■ワイルドビースト■
著:ユウ
系列を含め1500人を超すチームのトップにいるのは
― 野獣と呼ばれる男 ―
"伝説の男"は"硬派な男"。
あたしが恋焦がれる"最強の野獣"。
「嫌いな奴にこんな事しねぇ」
低く小さな声があたしに届いた。
ブラックラブコメディ。
略してブラコメ。
■プロローグ■
エンジン音に地響きが鳴る。
スカイライン
アストロ
セルシオ
マーク?U
シーマ
BMW
RS
XJ
GSX
FX
CBX
Z-?U
……原チャリ。
数えるのが面倒な程の台数のそれらは、校門の前に集合し、そのエンジン音だけで校舎を揺るがす。

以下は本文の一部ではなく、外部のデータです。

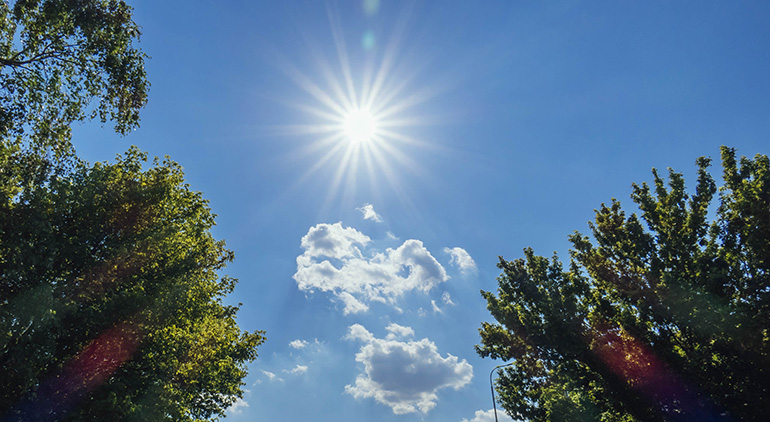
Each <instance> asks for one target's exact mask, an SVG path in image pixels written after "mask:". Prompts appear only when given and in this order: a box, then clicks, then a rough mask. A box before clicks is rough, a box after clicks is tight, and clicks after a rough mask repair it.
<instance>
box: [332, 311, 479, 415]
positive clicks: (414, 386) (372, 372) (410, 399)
mask: <svg viewBox="0 0 770 422" xmlns="http://www.w3.org/2000/svg"><path fill="white" fill-rule="evenodd" d="M349 331H350V334H349V335H348V338H356V339H359V340H361V341H363V342H364V343H365V344H364V345H363V346H361V349H360V351H359V352H358V353H357V354H356V361H358V362H361V363H362V364H363V365H364V373H362V374H360V375H359V376H358V377H357V378H356V383H355V385H347V386H345V392H347V393H348V394H350V395H352V396H353V397H355V398H373V399H375V400H376V401H378V402H380V403H382V404H385V405H387V406H390V408H391V409H392V410H393V413H395V414H404V413H413V412H421V413H427V412H428V411H430V410H431V409H433V408H434V407H435V406H436V401H437V400H438V391H439V390H441V389H444V388H454V389H455V390H457V389H460V388H462V387H463V386H465V385H466V384H468V383H469V382H470V381H471V379H472V378H473V367H472V366H471V365H470V364H469V363H468V362H467V361H466V360H465V359H463V360H462V361H460V360H459V359H458V358H457V357H456V356H452V355H449V354H448V355H447V356H446V357H442V356H441V355H440V354H439V353H438V350H437V348H436V345H435V343H433V342H432V341H430V340H428V339H427V338H424V339H422V340H420V341H414V340H409V341H397V340H395V339H394V338H392V337H390V336H388V338H385V339H378V338H375V337H374V336H373V335H372V334H371V333H370V332H369V331H367V330H366V328H364V327H363V326H361V325H360V324H355V325H353V326H351V327H350V330H349ZM354 331H355V332H356V333H357V334H356V335H353V332H354ZM388 331H390V333H391V334H394V335H395V334H396V333H398V334H402V333H406V334H409V335H412V334H413V333H414V331H413V330H412V329H411V328H410V327H403V326H400V325H397V324H391V325H389V326H388Z"/></svg>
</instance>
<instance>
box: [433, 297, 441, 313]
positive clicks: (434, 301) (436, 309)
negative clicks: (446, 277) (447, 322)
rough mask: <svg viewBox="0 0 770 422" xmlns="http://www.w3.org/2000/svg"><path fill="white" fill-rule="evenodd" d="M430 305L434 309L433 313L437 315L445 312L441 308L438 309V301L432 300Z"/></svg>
mask: <svg viewBox="0 0 770 422" xmlns="http://www.w3.org/2000/svg"><path fill="white" fill-rule="evenodd" d="M430 305H431V306H432V307H433V312H435V313H437V314H440V313H442V312H443V311H442V310H441V308H439V307H438V305H436V301H435V300H431V301H430Z"/></svg>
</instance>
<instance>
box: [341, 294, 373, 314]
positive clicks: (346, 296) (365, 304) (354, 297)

その中でも一際目立つのは、校門の真ん前に鬼止めされた、
黒のメルセデス。
興奮と焦りのざわめきの中、昇降口から校門まで歩いて行くと、開けられるメルセデスの後部座席の扉。
開けられた扉の向こうにいるのは。
大きく足を広げて
革のシートに深く座り
腕を組み
目を閉じる――…
…――野獣。
アッシュブラウンの短いソフトモヒカンは、頭の中央に向って立たせられ。
整えられた眉と茶色い瞳は、つり上がり。
筋の通った鼻の下には、薄く口端の上がった唇が存在する。
車に乗り込むと、一瞬だけその瞳は開き、こちらを捕らえる。
…あたしは思う。
あたしはこの野獣の事を知りたい。